Refiners fire said a lot. Growing up JW, relationships with women were serious. In my area, JWs didn't really date unless they intended marriage. Imagine what this does to your perceptions. As a young JW, you find a girl you're attracted to, ask her out, then proceed down that road to marriage. There was no casual dating just to see whether you even liked somebody. You were almost committed to marriage starting with your first date.
In the real world, that sort of thing doesn't play out. I went through it. I would get all serious and scare women away. I thought I was a descent, nice guy that women were supposed to want, but that seemed to scare them away. I was quiet and shy too. Don't ask me why, but a lot of women seem to be attracted to a challenge, not the guy who is willing to have a relationship and be devoted to them. Even though they always complain men are afraid of comittment. And I apologize for generalizing here.

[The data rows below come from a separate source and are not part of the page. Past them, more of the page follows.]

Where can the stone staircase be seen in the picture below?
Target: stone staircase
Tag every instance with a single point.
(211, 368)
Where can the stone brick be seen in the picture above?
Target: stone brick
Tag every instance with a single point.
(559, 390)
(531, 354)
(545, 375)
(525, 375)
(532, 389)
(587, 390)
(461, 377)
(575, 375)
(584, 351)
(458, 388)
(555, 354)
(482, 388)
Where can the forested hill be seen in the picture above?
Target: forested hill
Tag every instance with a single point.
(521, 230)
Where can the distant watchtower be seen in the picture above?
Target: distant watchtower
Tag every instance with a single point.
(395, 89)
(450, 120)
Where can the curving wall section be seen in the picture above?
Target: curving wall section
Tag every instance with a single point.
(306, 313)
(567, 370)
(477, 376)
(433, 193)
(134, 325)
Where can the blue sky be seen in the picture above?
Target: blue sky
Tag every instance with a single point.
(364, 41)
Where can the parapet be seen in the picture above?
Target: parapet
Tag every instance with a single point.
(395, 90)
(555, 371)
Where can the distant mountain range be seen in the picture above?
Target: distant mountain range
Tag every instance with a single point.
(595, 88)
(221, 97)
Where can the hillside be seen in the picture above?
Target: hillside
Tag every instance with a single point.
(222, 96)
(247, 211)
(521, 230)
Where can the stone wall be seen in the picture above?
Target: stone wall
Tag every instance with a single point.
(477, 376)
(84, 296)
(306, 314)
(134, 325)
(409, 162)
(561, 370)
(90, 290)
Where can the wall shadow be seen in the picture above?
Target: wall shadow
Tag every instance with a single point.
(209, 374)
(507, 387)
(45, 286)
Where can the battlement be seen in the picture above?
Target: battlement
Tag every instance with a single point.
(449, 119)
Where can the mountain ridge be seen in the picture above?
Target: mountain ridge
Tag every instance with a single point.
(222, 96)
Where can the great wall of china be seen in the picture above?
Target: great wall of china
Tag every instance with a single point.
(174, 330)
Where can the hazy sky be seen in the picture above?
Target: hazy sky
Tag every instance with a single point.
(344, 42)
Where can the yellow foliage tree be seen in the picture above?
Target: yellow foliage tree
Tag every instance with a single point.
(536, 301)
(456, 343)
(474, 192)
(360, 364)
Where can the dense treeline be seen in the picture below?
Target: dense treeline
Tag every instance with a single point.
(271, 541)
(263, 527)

It seems that when I developed more confidence, I had a more aloof attitude. I sent out a different vibe. I attracted a lot more women and didn't get too focused on any one or hung up if the relationship didn't go well and I dated a lot more people. I didn't push for building a relationship. I just went with it and had fun. Not too worried about whether it ended or not. It seemed the more I would send off the vibe that I didn't care, the more women would be attracted to me. Eventually I found one who pursued me and stuck after me and we happened to be into a lot of the same things and got along great. We dated for about 4 years and got married and have now been happily married for another 4 years.

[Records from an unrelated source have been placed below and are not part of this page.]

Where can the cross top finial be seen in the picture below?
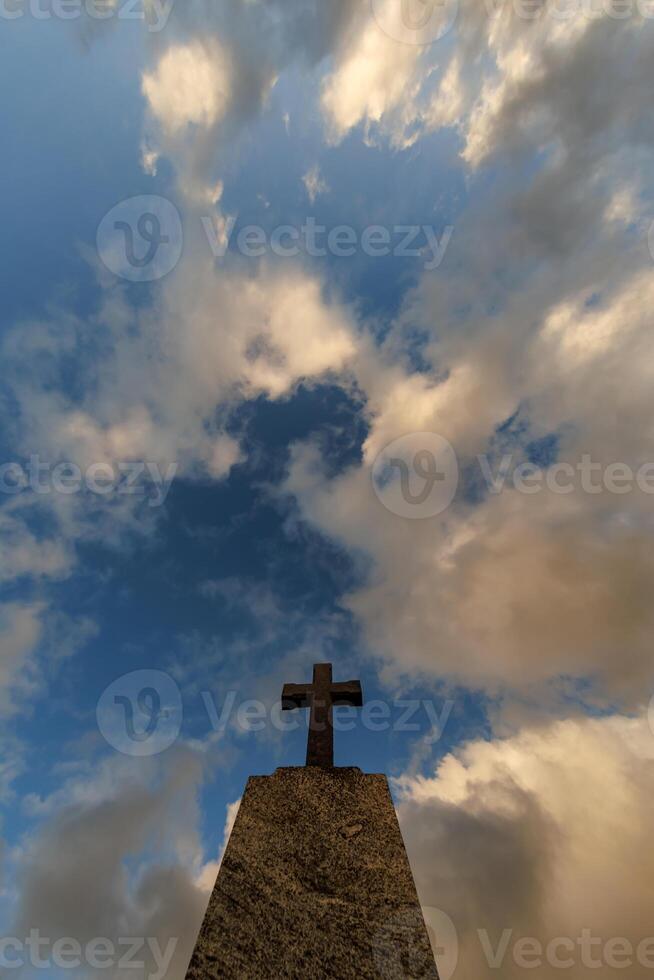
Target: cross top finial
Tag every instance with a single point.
(320, 697)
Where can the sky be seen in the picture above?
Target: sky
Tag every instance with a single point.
(326, 336)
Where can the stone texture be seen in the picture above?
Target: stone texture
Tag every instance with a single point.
(315, 882)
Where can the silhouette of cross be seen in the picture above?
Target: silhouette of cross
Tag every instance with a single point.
(320, 696)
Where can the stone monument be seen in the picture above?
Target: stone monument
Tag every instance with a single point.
(315, 880)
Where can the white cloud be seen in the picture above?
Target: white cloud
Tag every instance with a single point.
(118, 857)
(315, 183)
(190, 85)
(544, 833)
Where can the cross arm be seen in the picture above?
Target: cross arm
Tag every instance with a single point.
(296, 696)
(347, 692)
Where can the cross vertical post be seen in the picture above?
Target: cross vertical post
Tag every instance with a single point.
(320, 696)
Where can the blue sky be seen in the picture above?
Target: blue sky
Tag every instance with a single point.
(272, 387)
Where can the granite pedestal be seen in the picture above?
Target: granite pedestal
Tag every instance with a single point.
(314, 883)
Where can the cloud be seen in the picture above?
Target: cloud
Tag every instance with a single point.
(190, 85)
(20, 632)
(315, 183)
(118, 859)
(544, 834)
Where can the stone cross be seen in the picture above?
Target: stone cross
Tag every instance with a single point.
(320, 696)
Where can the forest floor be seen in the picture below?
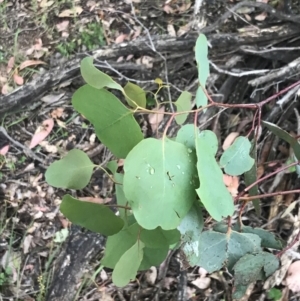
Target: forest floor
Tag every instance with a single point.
(35, 35)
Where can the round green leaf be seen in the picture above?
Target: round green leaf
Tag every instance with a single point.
(118, 244)
(73, 171)
(92, 216)
(236, 159)
(159, 183)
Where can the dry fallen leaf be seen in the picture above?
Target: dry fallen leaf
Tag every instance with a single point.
(95, 200)
(10, 64)
(6, 89)
(261, 17)
(27, 243)
(57, 113)
(171, 30)
(121, 38)
(45, 3)
(30, 63)
(293, 277)
(75, 11)
(42, 132)
(229, 140)
(232, 184)
(4, 150)
(62, 26)
(19, 80)
(202, 282)
(151, 275)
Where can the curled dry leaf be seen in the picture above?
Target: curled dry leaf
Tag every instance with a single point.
(229, 140)
(95, 200)
(19, 80)
(121, 38)
(156, 119)
(293, 277)
(202, 282)
(31, 63)
(57, 113)
(62, 26)
(10, 64)
(42, 132)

I haven't read about your past history with this girl and I don't know you. But it sounds similar to me in my first years after becoming an ex-JW. This relationship was a long time ago and you're still obsessed. No doubt you are sending out that vibe constantly. It's in the way you talk to her, the way you look at her, the things you say and don't say, your tone of voice. Us guys are often easier to read than we think. It may be that she's picked up on that and it has been wearing on her. Perhaps she feels nervous around you in the first place and overreacted to your comment. She's the one who cut it off, right? So if it hasn't happened again by now, it probably never will. So such comments will never be welcomed and better left unsaid. It only frames you, in her mind, as somebody who won't let go. And people who don't let go can be a legitimate danger. I don't know exactly what was said or how it was said, but I like to try to see both sides and I can see where she might have gotten spooked.
Like I say, I don't know either of you personally, and I don't mean to turn it around back on you. Sorry if I'm way off the mark, but there's two sides to everything.